Provisioned Concurrency: The Silver Bullet to AWS Lambda Cold Starts

9 min readDec 30, 2019

The year 2014 marked the start of the serverless era with Dr. Werner Vogels announcing AWS Lambda to an ecstatic crowd at AWS’ esteemed re:Invent. What was promised was a compute service abstracting away all the pains of cloud orchestration. Thus leaving the user to only worry about the business logic they would run on these magic little worker nodes spun out of thin air and pure engineering.

Even though AWS Lambda was not the first FaaS service out there, with a startup called PiCloud being the first FaaS provider back in 2010, AWS was the first major cloud provider to jump into the race. In fact, it can be argued that AWS is actually the one that kick-started the serverless era, soon followed by Google Cloud Functions and Azure Functions by Microsoft. By 2017 the cloud wars intensified, with more and more providers descending upon the battlefield, all championing one promise, no more orchestration needed.

In the following years serverless grew in popularity, but alas the serverless adornment began to wane. Many held the limitation cloud vendors put on their FaaS offerings as the culpable cause for avoiding mass adoption of serverless services. However, one of the primary causes of avoiding serverless adoption was cold starts, a phenomenon explained in the following sections.

However, AWS may have just announced the silver bullet to the much-dreaded cold start, and this has been offered in the form of Provisioned Concurrency. Half a decade after kick-starting the serverless train, AWS has shoveled in new coal with Provisioned Concurrency to accelerate the trend. Therefore, the purpose of this piece is to explain how Provisioned Concurrency works, and also answer the question, does the coming of this new feature still keep serverless technologies on the same track as was first laid out?

The Inherent Problem

To understand the solution to cold starts we need to understand why cold starts occur in the first place. They could generally be defined as the set-up time required to get a serverless application’s environment up and running when it is invoked for the first time within a defined period. With this understanding, we also accept that cold starts are somewhat of an inherent problem with the serverless model.

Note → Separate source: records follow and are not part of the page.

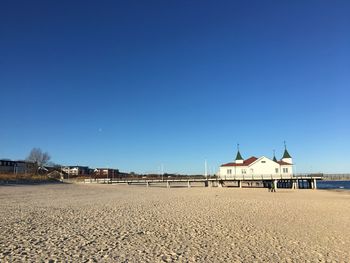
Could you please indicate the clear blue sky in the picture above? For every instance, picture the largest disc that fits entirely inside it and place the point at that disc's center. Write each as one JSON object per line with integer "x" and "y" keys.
{"x": 137, "y": 84}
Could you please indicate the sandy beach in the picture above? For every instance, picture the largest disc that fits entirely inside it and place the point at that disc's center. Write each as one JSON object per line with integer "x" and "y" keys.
{"x": 117, "y": 223}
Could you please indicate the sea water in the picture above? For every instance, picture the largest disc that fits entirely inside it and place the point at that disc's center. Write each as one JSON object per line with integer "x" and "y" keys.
{"x": 333, "y": 185}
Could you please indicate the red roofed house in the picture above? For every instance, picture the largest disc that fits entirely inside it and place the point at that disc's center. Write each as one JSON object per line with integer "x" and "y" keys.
{"x": 254, "y": 166}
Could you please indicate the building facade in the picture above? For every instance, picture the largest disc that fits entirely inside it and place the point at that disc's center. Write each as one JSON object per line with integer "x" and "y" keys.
{"x": 106, "y": 173}
{"x": 257, "y": 167}
{"x": 76, "y": 170}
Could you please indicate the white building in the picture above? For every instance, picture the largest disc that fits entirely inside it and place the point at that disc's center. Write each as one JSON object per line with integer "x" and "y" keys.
{"x": 75, "y": 170}
{"x": 257, "y": 167}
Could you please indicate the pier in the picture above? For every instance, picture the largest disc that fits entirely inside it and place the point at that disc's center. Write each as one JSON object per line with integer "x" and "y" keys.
{"x": 263, "y": 181}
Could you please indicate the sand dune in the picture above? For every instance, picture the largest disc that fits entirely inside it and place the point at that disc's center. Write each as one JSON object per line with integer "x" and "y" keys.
{"x": 110, "y": 223}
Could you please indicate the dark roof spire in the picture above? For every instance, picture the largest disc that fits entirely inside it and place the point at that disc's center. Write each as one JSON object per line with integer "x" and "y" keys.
{"x": 238, "y": 156}
{"x": 274, "y": 156}
{"x": 286, "y": 153}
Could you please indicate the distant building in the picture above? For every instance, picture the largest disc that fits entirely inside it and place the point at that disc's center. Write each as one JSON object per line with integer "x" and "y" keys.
{"x": 7, "y": 166}
{"x": 76, "y": 170}
{"x": 16, "y": 167}
{"x": 254, "y": 166}
{"x": 106, "y": 173}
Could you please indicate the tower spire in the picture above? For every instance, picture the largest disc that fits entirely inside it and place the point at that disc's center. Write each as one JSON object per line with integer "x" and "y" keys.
{"x": 274, "y": 156}
{"x": 239, "y": 158}
{"x": 286, "y": 153}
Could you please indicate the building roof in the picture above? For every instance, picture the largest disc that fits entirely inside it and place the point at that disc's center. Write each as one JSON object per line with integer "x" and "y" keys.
{"x": 245, "y": 162}
{"x": 286, "y": 154}
{"x": 249, "y": 161}
{"x": 239, "y": 156}
{"x": 283, "y": 163}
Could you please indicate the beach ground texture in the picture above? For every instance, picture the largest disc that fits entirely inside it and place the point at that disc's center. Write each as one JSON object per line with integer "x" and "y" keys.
{"x": 119, "y": 223}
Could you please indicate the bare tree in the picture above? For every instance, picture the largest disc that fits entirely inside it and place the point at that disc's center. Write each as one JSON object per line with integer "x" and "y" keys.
{"x": 39, "y": 158}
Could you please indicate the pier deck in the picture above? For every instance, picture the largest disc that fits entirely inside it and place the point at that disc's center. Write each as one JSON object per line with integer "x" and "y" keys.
{"x": 294, "y": 182}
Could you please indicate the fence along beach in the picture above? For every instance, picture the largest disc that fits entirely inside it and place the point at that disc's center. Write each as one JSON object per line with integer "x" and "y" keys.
{"x": 119, "y": 223}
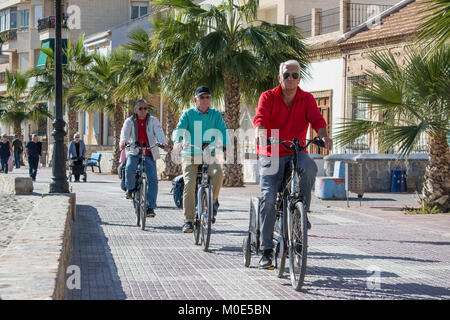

Serverless applications run on ephemeral containers, the worker nodes, where the management of these nodes becomes the responsibility of platform providers. That is where the wonderful features of auto-scalability and pay-as-you-go arise from since vendors such as AWS can manage the resources to match exactly the requirements of your application running.

The problem here though is that there is latency in getting these worker nodes in the form of ephemeral containers up for your first invocation. After all, the serverless principle is that you utilize resources when required, and when not required those resources theoretically do not exist.

Hence this unavoidable latency is what actually degrades the performance of your applications. This is especially true when you are building serverless applications that are meant to be time-sensitive, almost all customer-facing applications.

This latency varies from vendor to vendor, and across programming languages. For example, FaaS functions written in .Net usually have higher latency as compared to other programming languages, and Mikhail Shilkov was one of the personalities in the field to confirm this in his famous piece Comparison of Cold Starts in Serverless Functions across AWS, Azure, and GCP.

Nevertheless, we are witnessing the community improving performance over cold starts. For example, if we refer back to cold starts in .Net we see with newer versions of .NET demonstrating better performances as compared to their predecessors.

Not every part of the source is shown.